## This notebook is inspired from Ruchi Bhatia's Notebook [Link](https://www.kaggle.com/ruchi798/and-identification-eda-augmentation/notebook) and Andrada Olteanu's notebook [Link](https://www.kaggle.com/andradaolteanu/whales-dolphins-effnet-embedding-cos-distance#7.-Cosine-Distance)

# Import libraries

In [None]:
!pip install imagesize

In [None]:
import numpy as np
import pandas as pd
import seaborn as sns
import matplotlib.pyplot as plt

import os
import cv2

from termcolor import colored
import imagesize

from tqdm import tqdm

import warnings
warnings.filterwarnings("ignore")

In [None]:
train_data = pd.read_csv("../input/happy-whale-and-dolphin/train.csv")
train_data.head(5)

# Figure out unique data and fix repeating names

In [None]:
print("Number of unique species :", train_data["species"].nunique())
print("Unique Species names :", list(train_data["species"].unique()))

#### 1. Bottlenose_dolphin has been mispelled as bottlenose_dolpin
#### 2. Killer_whale has been mispelled as kiler_whale

#### Fixing...

#### pilot_whale and globis are both short_finned_pilot_whale and thus the three can be merged - From [discussions](https://www.kaggle.com/c/happy-whale-and-dolphin/discussion/305468)

In [None]:
train_data["species"] = train_data["species"].str.replace('bottlenose_dolpin', 'bottlenose_dolphin')
train_data["species"] = train_data["species"].str.replace('kiler_whale', 'killer_whale')
train_data["species"] = train_data["species"].str.replace('pilot_whale', 'short_finned_pilot_whale')
train_data["species"] = train_data["species"].str.replace('globis', 'short_finned_pilot_whale')

train_data["species"] = train_data["species"].str.replace('short_finned_short_finned_pilot_whale', 'short_finned_pilot_whale')
train_data["species"] = train_data["species"].str.replace('long_finned_short_finned_pilot_whale', 'long_finned_pilot_whale')


print(colored("Duplicates fixed...", 'red'))

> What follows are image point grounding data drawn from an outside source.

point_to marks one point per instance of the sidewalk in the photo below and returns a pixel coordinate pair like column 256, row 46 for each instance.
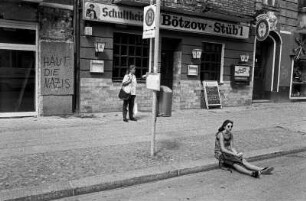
column 53, row 157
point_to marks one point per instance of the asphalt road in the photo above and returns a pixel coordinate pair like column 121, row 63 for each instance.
column 288, row 182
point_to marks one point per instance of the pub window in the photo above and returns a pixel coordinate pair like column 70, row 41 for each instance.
column 211, row 61
column 130, row 49
column 269, row 2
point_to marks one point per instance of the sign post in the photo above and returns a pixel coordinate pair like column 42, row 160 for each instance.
column 150, row 22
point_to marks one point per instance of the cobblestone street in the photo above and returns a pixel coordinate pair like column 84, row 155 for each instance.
column 48, row 150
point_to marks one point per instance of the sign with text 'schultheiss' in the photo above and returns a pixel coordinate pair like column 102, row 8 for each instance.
column 134, row 16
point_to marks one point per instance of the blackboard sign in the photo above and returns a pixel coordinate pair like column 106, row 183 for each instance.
column 211, row 93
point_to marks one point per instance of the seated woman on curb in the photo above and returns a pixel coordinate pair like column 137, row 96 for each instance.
column 227, row 154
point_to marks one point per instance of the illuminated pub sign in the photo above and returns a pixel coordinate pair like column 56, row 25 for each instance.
column 133, row 16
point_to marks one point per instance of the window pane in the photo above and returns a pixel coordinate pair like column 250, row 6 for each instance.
column 145, row 52
column 138, row 51
column 17, row 81
column 131, row 48
column 124, row 61
column 211, row 61
column 17, row 36
column 116, row 49
column 123, row 50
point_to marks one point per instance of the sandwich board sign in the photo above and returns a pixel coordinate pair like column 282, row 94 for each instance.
column 149, row 22
column 212, row 94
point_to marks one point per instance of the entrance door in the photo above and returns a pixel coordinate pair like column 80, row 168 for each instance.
column 264, row 66
column 17, row 70
column 169, row 46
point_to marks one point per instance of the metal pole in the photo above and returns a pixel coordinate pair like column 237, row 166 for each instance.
column 155, row 70
column 151, row 48
column 150, row 55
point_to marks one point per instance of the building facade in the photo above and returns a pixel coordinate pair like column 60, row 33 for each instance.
column 58, row 57
column 36, row 57
column 222, row 30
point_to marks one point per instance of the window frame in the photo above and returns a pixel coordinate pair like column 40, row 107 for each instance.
column 118, row 55
column 23, row 47
column 221, row 75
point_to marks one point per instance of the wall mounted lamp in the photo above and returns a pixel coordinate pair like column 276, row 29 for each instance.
column 244, row 57
column 88, row 31
column 196, row 53
column 99, row 46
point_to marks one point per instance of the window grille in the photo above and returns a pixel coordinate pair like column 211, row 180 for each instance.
column 211, row 61
column 130, row 49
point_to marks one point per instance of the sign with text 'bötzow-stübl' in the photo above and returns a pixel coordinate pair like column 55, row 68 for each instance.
column 134, row 16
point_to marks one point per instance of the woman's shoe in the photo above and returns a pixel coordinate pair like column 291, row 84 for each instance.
column 267, row 170
column 256, row 174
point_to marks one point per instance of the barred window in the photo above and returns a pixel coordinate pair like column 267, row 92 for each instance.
column 211, row 61
column 269, row 2
column 130, row 49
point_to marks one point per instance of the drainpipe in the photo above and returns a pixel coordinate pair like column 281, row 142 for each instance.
column 76, row 97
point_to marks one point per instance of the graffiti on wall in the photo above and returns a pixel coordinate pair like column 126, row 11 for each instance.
column 57, row 68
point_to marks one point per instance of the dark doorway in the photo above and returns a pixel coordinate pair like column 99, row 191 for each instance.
column 263, row 72
column 169, row 46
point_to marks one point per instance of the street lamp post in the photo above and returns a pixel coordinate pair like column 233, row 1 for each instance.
column 155, row 70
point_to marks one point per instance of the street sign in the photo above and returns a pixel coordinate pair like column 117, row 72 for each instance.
column 149, row 22
column 153, row 81
column 262, row 29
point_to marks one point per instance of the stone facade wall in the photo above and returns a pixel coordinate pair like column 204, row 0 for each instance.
column 101, row 95
column 234, row 96
column 245, row 7
column 191, row 94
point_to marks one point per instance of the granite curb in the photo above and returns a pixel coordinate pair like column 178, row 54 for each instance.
column 108, row 182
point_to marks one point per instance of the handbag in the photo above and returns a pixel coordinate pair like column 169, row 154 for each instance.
column 123, row 95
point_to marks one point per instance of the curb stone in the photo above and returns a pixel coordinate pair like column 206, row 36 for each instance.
column 107, row 182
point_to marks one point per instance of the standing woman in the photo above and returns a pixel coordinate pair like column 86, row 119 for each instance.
column 129, row 81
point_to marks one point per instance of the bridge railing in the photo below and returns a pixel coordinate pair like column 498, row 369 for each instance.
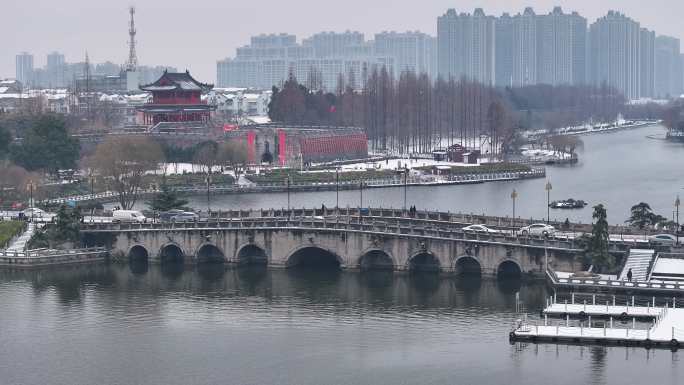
column 338, row 223
column 41, row 253
column 613, row 284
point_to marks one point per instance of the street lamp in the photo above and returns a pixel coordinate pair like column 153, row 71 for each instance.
column 337, row 188
column 92, row 196
column 677, row 203
column 209, row 194
column 30, row 187
column 360, row 196
column 548, row 189
column 405, row 185
column 514, row 196
column 287, row 183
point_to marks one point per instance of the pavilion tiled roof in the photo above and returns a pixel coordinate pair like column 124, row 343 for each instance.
column 170, row 81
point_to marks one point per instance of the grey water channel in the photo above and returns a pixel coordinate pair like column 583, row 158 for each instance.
column 618, row 169
column 119, row 324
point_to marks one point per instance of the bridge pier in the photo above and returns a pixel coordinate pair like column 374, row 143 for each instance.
column 343, row 244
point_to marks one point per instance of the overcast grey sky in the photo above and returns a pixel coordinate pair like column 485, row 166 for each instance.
column 193, row 34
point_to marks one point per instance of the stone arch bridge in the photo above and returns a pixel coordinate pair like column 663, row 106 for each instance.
column 284, row 242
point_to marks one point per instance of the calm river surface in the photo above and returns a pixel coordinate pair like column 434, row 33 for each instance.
column 122, row 325
column 617, row 169
column 110, row 325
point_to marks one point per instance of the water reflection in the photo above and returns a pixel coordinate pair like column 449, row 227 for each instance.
column 373, row 327
column 139, row 266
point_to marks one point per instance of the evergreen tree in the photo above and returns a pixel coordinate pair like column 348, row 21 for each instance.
column 67, row 226
column 167, row 199
column 642, row 216
column 46, row 146
column 598, row 252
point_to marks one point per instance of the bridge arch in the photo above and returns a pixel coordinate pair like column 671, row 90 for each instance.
column 376, row 259
column 171, row 253
column 313, row 255
column 209, row 253
column 509, row 268
column 468, row 265
column 251, row 254
column 424, row 261
column 138, row 254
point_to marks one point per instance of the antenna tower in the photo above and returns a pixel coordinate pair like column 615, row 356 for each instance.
column 132, row 63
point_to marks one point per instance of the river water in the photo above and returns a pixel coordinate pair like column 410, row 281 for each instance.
column 111, row 325
column 617, row 169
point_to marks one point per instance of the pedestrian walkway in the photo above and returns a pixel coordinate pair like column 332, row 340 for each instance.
column 19, row 244
column 639, row 261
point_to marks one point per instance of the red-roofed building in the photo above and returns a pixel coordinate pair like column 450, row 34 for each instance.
column 176, row 97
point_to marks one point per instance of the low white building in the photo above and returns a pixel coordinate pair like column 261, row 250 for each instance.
column 239, row 101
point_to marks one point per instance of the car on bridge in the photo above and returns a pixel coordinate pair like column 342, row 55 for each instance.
column 480, row 229
column 540, row 229
column 38, row 215
column 178, row 216
column 663, row 239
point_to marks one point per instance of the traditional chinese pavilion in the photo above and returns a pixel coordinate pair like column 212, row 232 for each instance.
column 176, row 97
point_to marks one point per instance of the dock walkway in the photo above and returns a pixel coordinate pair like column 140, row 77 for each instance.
column 666, row 330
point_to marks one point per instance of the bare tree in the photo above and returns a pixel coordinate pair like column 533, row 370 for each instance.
column 123, row 161
column 207, row 156
column 233, row 154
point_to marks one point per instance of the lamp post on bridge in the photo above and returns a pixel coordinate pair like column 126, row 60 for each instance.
column 406, row 171
column 30, row 186
column 548, row 189
column 208, row 180
column 514, row 196
column 337, row 188
column 92, row 196
column 677, row 203
column 287, row 184
column 361, row 184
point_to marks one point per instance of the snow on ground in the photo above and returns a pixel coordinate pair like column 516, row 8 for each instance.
column 669, row 266
column 396, row 164
column 540, row 153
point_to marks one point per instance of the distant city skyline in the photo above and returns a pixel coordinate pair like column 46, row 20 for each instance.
column 213, row 30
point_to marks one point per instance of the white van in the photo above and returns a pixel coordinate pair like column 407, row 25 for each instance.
column 128, row 216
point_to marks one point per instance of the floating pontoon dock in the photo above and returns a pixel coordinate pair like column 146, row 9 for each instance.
column 666, row 327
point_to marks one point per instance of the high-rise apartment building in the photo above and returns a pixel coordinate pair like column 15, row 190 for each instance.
column 24, row 68
column 466, row 45
column 615, row 42
column 56, row 70
column 647, row 63
column 503, row 51
column 517, row 49
column 321, row 59
column 412, row 51
column 561, row 48
column 668, row 67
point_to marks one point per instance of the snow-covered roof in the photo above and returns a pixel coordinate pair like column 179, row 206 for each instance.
column 669, row 266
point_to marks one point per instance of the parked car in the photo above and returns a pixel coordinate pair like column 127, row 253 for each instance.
column 37, row 214
column 128, row 216
column 541, row 229
column 479, row 229
column 663, row 239
column 178, row 216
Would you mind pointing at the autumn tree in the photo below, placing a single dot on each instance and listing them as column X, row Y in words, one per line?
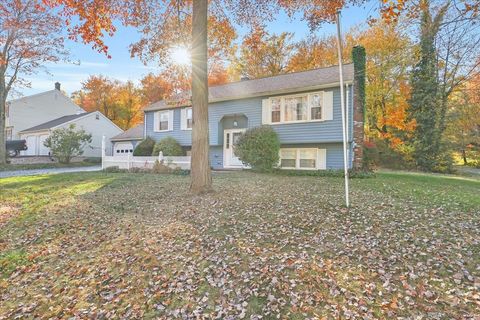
column 448, row 43
column 98, row 93
column 129, row 103
column 91, row 20
column 29, row 38
column 262, row 54
column 121, row 102
column 154, row 88
column 318, row 52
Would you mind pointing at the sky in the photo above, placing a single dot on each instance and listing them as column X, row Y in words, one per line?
column 122, row 67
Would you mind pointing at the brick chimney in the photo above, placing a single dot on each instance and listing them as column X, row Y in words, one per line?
column 359, row 68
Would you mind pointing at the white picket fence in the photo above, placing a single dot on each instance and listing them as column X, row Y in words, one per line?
column 129, row 161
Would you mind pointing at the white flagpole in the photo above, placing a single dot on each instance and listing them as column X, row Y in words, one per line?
column 342, row 101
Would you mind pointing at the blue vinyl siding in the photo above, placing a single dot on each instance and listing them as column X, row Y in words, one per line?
column 325, row 134
column 309, row 132
column 334, row 153
column 216, row 157
column 184, row 137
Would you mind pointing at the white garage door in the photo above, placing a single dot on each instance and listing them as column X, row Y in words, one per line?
column 122, row 148
column 32, row 145
column 42, row 150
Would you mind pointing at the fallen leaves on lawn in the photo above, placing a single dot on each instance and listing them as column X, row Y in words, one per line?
column 261, row 247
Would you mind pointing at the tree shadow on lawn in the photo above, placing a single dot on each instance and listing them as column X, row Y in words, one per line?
column 143, row 247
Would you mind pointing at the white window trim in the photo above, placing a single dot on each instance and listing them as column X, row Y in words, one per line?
column 156, row 119
column 309, row 108
column 184, row 120
column 318, row 165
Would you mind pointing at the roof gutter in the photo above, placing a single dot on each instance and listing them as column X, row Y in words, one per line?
column 260, row 94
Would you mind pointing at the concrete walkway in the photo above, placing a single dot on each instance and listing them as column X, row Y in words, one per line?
column 34, row 172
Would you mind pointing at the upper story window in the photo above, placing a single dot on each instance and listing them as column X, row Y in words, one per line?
column 295, row 109
column 316, row 106
column 276, row 106
column 316, row 102
column 163, row 120
column 8, row 133
column 189, row 114
column 187, row 118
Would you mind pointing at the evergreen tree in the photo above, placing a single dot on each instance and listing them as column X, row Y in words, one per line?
column 424, row 101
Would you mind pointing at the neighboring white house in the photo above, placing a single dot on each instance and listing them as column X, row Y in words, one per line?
column 36, row 109
column 94, row 123
column 126, row 142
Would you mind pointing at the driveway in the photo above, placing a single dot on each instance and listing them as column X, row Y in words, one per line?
column 33, row 172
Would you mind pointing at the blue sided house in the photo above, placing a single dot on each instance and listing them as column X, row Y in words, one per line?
column 303, row 108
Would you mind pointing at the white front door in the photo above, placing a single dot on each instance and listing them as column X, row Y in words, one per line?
column 230, row 137
column 31, row 145
column 42, row 150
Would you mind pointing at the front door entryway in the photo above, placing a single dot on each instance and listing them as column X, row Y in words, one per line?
column 230, row 137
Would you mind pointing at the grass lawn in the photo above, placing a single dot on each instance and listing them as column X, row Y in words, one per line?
column 140, row 246
column 33, row 166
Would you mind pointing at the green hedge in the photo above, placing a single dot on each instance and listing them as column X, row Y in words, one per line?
column 259, row 148
column 169, row 147
column 144, row 148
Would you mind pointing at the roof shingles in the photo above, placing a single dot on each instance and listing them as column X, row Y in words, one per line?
column 289, row 82
column 55, row 122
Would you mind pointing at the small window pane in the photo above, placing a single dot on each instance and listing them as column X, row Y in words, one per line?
column 189, row 118
column 308, row 158
column 316, row 106
column 288, row 158
column 163, row 121
column 295, row 109
column 276, row 104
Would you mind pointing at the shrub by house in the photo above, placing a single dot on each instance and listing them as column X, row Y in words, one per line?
column 259, row 148
column 67, row 143
column 169, row 147
column 144, row 148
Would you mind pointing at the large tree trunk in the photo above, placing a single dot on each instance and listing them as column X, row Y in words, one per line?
column 201, row 177
column 3, row 101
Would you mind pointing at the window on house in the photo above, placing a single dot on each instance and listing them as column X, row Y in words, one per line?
column 295, row 109
column 8, row 133
column 288, row 158
column 298, row 108
column 302, row 158
column 276, row 104
column 189, row 120
column 163, row 120
column 316, row 106
column 308, row 158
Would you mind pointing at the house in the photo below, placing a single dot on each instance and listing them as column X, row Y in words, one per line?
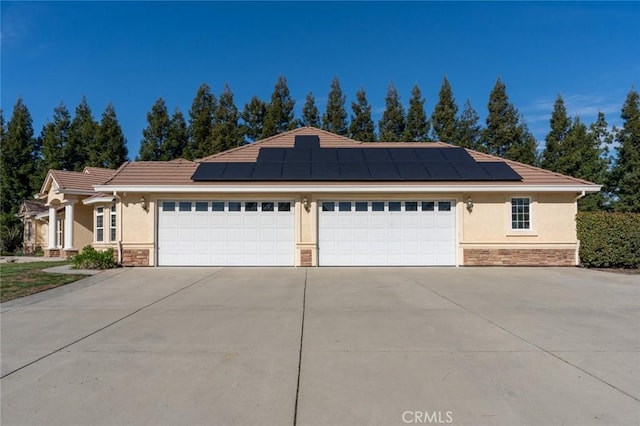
column 312, row 198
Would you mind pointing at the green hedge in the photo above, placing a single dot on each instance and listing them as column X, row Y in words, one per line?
column 609, row 240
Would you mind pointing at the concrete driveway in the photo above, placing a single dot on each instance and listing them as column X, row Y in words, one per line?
column 327, row 346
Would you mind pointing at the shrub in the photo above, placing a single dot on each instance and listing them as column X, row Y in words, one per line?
column 90, row 258
column 609, row 240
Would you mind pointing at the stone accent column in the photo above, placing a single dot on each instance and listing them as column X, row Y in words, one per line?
column 68, row 225
column 52, row 227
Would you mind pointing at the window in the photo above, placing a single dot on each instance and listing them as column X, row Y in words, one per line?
column 520, row 213
column 112, row 224
column 100, row 224
column 361, row 206
column 427, row 206
column 444, row 206
column 377, row 206
column 284, row 207
column 395, row 206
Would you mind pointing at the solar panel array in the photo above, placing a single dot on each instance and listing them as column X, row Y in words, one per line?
column 306, row 161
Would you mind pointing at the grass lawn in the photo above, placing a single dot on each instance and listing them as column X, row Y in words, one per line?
column 22, row 279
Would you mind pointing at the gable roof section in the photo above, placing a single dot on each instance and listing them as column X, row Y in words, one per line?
column 178, row 173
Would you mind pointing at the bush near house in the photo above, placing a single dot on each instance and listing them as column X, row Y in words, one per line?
column 609, row 240
column 90, row 258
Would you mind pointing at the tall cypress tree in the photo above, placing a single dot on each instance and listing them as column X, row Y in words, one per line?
column 469, row 129
column 226, row 132
column 554, row 142
column 253, row 119
column 156, row 133
column 417, row 124
column 55, row 137
column 82, row 148
column 362, row 127
column 279, row 117
column 111, row 139
column 625, row 176
column 393, row 122
column 18, row 160
column 201, row 122
column 505, row 136
column 335, row 119
column 310, row 113
column 443, row 119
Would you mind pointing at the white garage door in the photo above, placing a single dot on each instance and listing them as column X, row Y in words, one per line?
column 226, row 233
column 381, row 233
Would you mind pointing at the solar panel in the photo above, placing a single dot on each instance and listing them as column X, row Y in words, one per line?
column 430, row 154
column 354, row 170
column 238, row 171
column 440, row 170
column 403, row 154
column 413, row 171
column 383, row 170
column 307, row 141
column 267, row 171
column 297, row 154
column 500, row 171
column 325, row 171
column 350, row 154
column 209, row 171
column 324, row 155
column 470, row 170
column 296, row 171
column 377, row 155
column 271, row 154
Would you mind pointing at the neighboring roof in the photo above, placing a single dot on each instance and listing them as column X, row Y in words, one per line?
column 179, row 173
column 76, row 181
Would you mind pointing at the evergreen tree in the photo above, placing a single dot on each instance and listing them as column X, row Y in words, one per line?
column 177, row 138
column 469, row 129
column 443, row 119
column 310, row 113
column 111, row 140
column 393, row 122
column 417, row 124
column 226, row 132
column 201, row 122
column 82, row 149
column 626, row 172
column 279, row 117
column 55, row 137
column 18, row 160
column 156, row 133
column 253, row 119
column 362, row 127
column 504, row 135
column 560, row 126
column 335, row 119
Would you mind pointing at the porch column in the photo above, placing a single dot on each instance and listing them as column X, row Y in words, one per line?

print(colored("Number of unique species : {0}".format(train_data["species"].nunique()), "green"))
print("Unique Species names :", list(train_data["species"].unique()))

# Train and Test data

In [None]:
test_img_dir = '../input/happy-whale-and-dolphin/test_images'
train_img_dir = '../input/happy-whale-and-dolphin/train_images'

def getCompleteImagePath(path):
    image_names = []
    for dirname, _, filenames in os.walk(path):
        for imageName in filenames:
            complete_path = os.path.join(dirname, imageName)
            image_names.append(complete_path)
    return image_names, len(image_names)

train_img_path, num_train_images = getCompleteImagePath(train_img_dir)
test_img_path, num_test_images = getCompleteImagePath(test_img_dir)

print(colored("Number of train images : {0}".format(num_train_images), 'blue'))
print(colored("Number of test images : {0}".format(num_test_images), 'green'))

In [None]:
def addCompleteImagePath(train_data, train_img_dir):
    train_data["complete_img_path"] = "empty"
    for index, row in train_data.iterrows():
        row["complete_img_path"] = os.path.join(train_img_dir, row["image"])
    return train_data
    
train_data = addCompleteImagePath(train_data, train_img_dir)
train_data.head(5)

In [None]:
def displayImages(image_path, rows, cols, title, figsize=(20, 8)):
    figure, ax = plt.subplots(nrows=rows, ncols=cols, figsize=figsize)
    plt.suptitle(title, fontsize=18)
    for index, pathImage in enumerate(image_path):
        img = cv2.cvtColor(cv2.imread(pathImage), cv2.COLOR_BGR2RGB)
        try:
            ax.ravel()[index].imshow(img)
            ax.ravel()[index].set_axis_off()
        except:
            continue;
    plt.tight_layout()
    plt.show()

In [None]:
displayImages(train_img_path[:30], 6, 5, "Train images(30)")

In [None]:
displayImages(test_img_path[:30], 6, 5, "Test images(30)")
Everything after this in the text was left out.